OTP in Unequal Trust environments

zeroexcuses · January 15, 2022, 1:18am

Defining unequal trust.

Consider three machines:

my_desktop = home desktop machine
ec2_node = node I am renting on EC2
bob_colo = node I am renting from @ Bob’s colo

My trust for these machines are my_desktop > ec2_node > bob_colo. In particular, my_desktop can ssh into ec2_node / bob_colo, but neither can ssh into my_desktop.

OTP, Distributed Erlang/Elixir

I believe that to take advantage of OTP in a multi-machine environment, we need to use Distributed Erlang/Elixir.

However, they have a different trust model from me – any machine can spawn any code on any node.

I don’t have that trust model: ec2_node and bob_colo should take commands from my_desktop; but my_desktop definitely should not take commands from ec2_node and bob_colo.

Question:

In an “unequal trust” environment, is it still possible to use OTP ?

hauleth · January 15, 2022, 6:57am

Use OTP - yes, use Distributed Erlang - not really. The question is whether you do not trust machine or network? Because with network we can handle, with machine not really. You will probably need to use different distribution protocol that will provide “firewalling” some actions.

zeroexcuses · January 15, 2022, 10:39am

I don’t trust the network, that is easy to solve (tunnel over ssh, vpc, etc …).

I do not trust ec2_node / bob_colo to issue spawn commands to my_desktop – as stated above, twice.

In theory, you are right.

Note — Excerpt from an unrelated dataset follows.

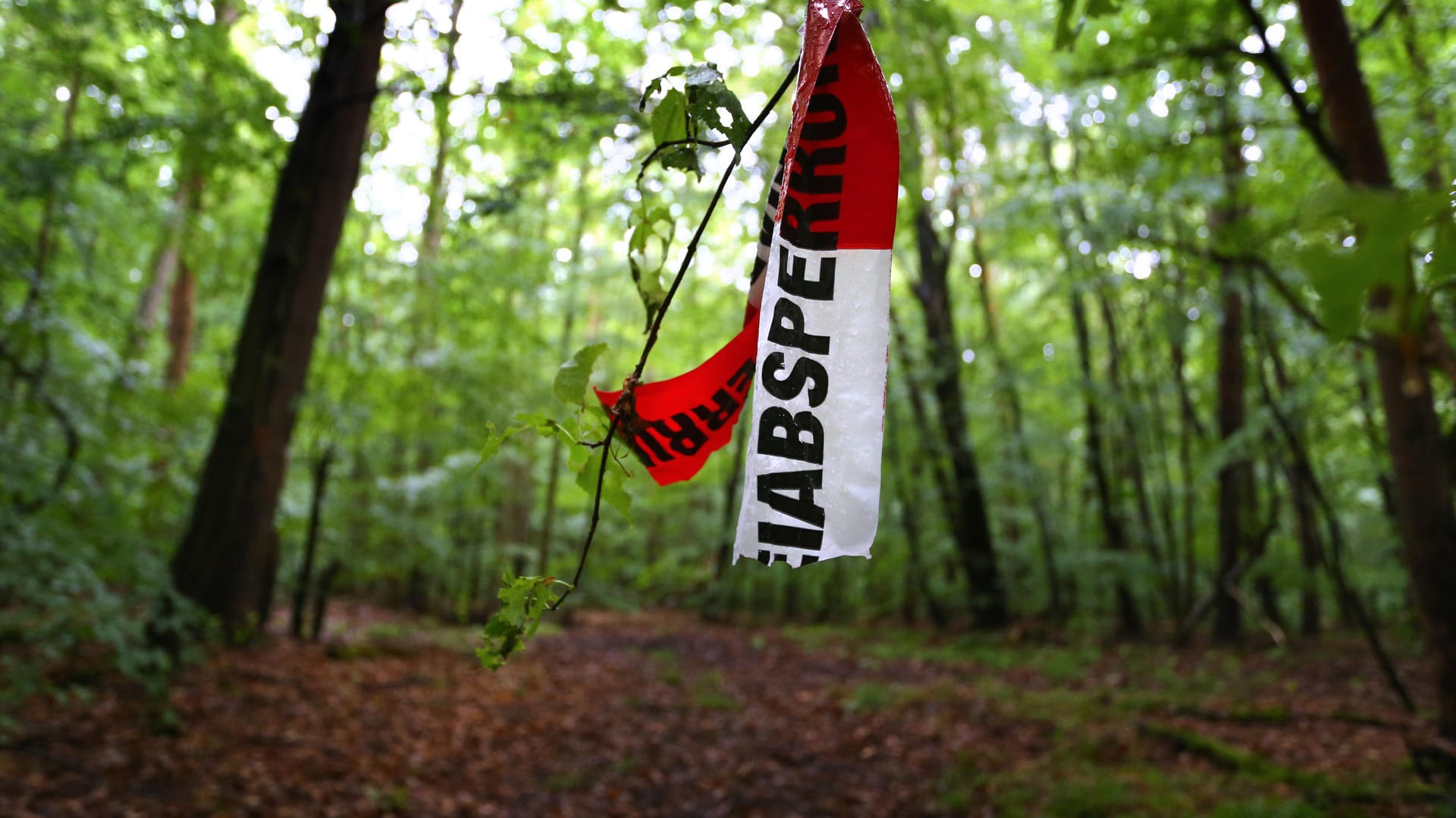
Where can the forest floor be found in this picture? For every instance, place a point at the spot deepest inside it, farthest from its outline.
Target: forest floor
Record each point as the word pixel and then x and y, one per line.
pixel 658 713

In practice, do you know of any pre-existing library that can be used ?

hauleth · January 15, 2022, 10:58am

I am not aware of any. You may need to write one.

benwilson512 · January 15, 2022, 5:36pm

Depends on what you mean by “use”. Any given node can of course use OTP constructs internally. If you want to do standard erlang distribution between these nodes however then no, that will not be safe. I’d fall back to more standard collaboration / communication protocols.

mpope · January 15, 2022, 7:50pm

Maybe you can do some type of client / server topology with Partisan GitHub - lasp-lang/partisan: High-performance, high-scalability distributed computing with Erlang and Elixir. ?

zeroexcuses · January 16, 2022, 8:22am

@benwilson512 @mpope : Unfortunately, it does appear the best that can be easily done is:

distributed erlang for all nodes in the same trust level
tcp for erlang nodes in different trust levels

Fundamentally, erlang cookies are a symmetric key, whereas we want an asymmetric trust model.

hauleth · January 16, 2022, 8:25am

Erlang cookies aren’t security measure at all, and you can have different cookies for different nodes.

The problem isn’t cookie, the problem is that as soon as you connect to the cluster, then all nodes in cluster can execute any code on any node within that cluster. And it is not only about executing Erlang code, but any code (as you can always open port on remote node).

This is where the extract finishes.